ПОУЧЕНИЕ МОИСЕЯ О ЧРЕЗМЕРНОМ ИЗЛИШЕСТВЕ

 

Богъ вложилъ есть всякое похотѣние человѣку духовнымь и телеснымь дѣломь: спанию время и мѣра, похотѣнию ѣдению время и мѣра, питию врѣмя и мѣра, женоложью похотѣнию врѣмя и мѣра, — что ли боле въ имена писати? Всему есть похотѣнию время и мѣра уречено, живущему въ вѣрѣ честьнѣй, въ крестьяньствѣ. Да аще вся та похотѣния дѣяти будеть безъ времене и без мѣры, то грѣхъ будеть въ души, а недугъ в телеси. Недугъ всь ражаеться въ телеси человѣчи, въ кручинѣ. Кручина же съсядеться от излишнаго пития и ѣдения, и спания, и женоложья, иже без времене и без мѣры. Кручины же три въ человѣцѣ: желта, зелена, черна; да от желтое огньная болѣзнь, а от зеленое зимная болѣзнь, а от черное смерть, рекши души исходъ; дьяволъ же тогда радуеться о погыбели человѣчи. Того же недуга Богъ не створи, нъ самъ в себе стваряеть недугъ безвременьнымь дѣяниемь и безмѣрьннымь, и самъ ся осужаеть на муку; аще ся не покаеть, ни въстягнеться от того. И творилъ бы в подобно время и въ мѣру, и спасенъ бъ былъ.
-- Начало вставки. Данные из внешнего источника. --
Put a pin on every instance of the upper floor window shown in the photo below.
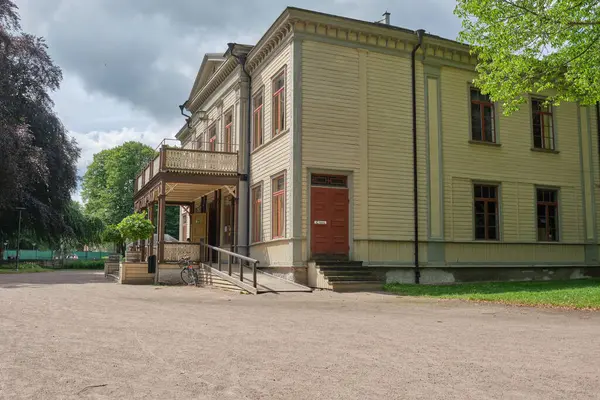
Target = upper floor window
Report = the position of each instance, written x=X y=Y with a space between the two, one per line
x=257 y=120
x=543 y=125
x=278 y=207
x=483 y=128
x=228 y=134
x=212 y=138
x=278 y=110
x=200 y=142
x=486 y=212
x=256 y=214
x=547 y=215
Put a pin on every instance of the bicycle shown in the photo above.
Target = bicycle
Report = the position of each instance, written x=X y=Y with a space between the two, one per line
x=189 y=275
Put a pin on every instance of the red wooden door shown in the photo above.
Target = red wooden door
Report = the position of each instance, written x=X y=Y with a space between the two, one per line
x=329 y=222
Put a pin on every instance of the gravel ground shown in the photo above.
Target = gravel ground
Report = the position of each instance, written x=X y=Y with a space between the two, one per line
x=72 y=335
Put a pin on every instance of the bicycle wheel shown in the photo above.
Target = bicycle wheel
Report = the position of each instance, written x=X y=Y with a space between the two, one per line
x=187 y=276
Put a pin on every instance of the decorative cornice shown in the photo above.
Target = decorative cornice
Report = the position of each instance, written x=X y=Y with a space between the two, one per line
x=390 y=39
x=269 y=44
x=217 y=79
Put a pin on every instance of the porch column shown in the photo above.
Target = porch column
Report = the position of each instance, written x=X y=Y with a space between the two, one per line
x=151 y=240
x=161 y=228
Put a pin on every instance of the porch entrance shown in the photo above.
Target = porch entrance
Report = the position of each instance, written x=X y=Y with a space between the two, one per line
x=213 y=208
x=329 y=217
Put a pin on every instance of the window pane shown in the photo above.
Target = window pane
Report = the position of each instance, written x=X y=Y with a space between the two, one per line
x=282 y=110
x=485 y=192
x=488 y=117
x=480 y=233
x=491 y=208
x=479 y=219
x=479 y=207
x=541 y=216
x=492 y=220
x=476 y=122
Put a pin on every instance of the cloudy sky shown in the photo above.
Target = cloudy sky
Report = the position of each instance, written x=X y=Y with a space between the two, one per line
x=127 y=64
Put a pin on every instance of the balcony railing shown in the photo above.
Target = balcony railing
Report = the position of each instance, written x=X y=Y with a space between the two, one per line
x=209 y=158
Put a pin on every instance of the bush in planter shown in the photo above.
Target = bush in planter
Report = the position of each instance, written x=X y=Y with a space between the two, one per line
x=135 y=227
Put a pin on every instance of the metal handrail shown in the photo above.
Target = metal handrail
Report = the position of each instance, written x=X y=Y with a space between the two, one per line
x=230 y=256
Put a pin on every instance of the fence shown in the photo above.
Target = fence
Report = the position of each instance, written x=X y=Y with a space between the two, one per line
x=34 y=255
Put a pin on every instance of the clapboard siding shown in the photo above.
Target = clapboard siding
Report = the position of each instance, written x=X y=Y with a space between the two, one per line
x=390 y=163
x=331 y=112
x=274 y=156
x=513 y=166
x=330 y=116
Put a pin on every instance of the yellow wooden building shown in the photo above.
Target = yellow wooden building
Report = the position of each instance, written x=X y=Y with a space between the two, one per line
x=299 y=152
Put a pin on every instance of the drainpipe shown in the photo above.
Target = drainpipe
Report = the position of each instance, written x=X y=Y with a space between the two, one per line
x=598 y=125
x=242 y=61
x=420 y=33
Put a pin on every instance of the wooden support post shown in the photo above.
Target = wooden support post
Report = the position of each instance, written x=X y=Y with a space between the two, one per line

Да всякому вѣрному человѣку держати той норовы: похотѣнию время, а на излишное похотѣние мѣру налагати узду въздержания; аще будеть похотѣние будеть, то твори, его же хощеши, нъ въ мѣру, а не без мѣры. Колико больше суть кони, колико ны вышии есть песъ, и коеждо бо от тѣхъ животныхъ видимъ, ѣдъша или пивша, чересъ сыть не брегуть: аще и тмами нудящеи будуть, не хощеть излише мѣры прияти — не убо ли сихъ и конь хужьши мы? Аще видимъ и скота грязяща, тъ не презримъ, егда ли видимъ друга, всегда погружаема, то посмѣемъся. Нъ мы, братье, не створимъ тако, да не будемъ осужени в муку: вѣкъ бо сий коротокъ, а мука долга и бес конца грѣшьному.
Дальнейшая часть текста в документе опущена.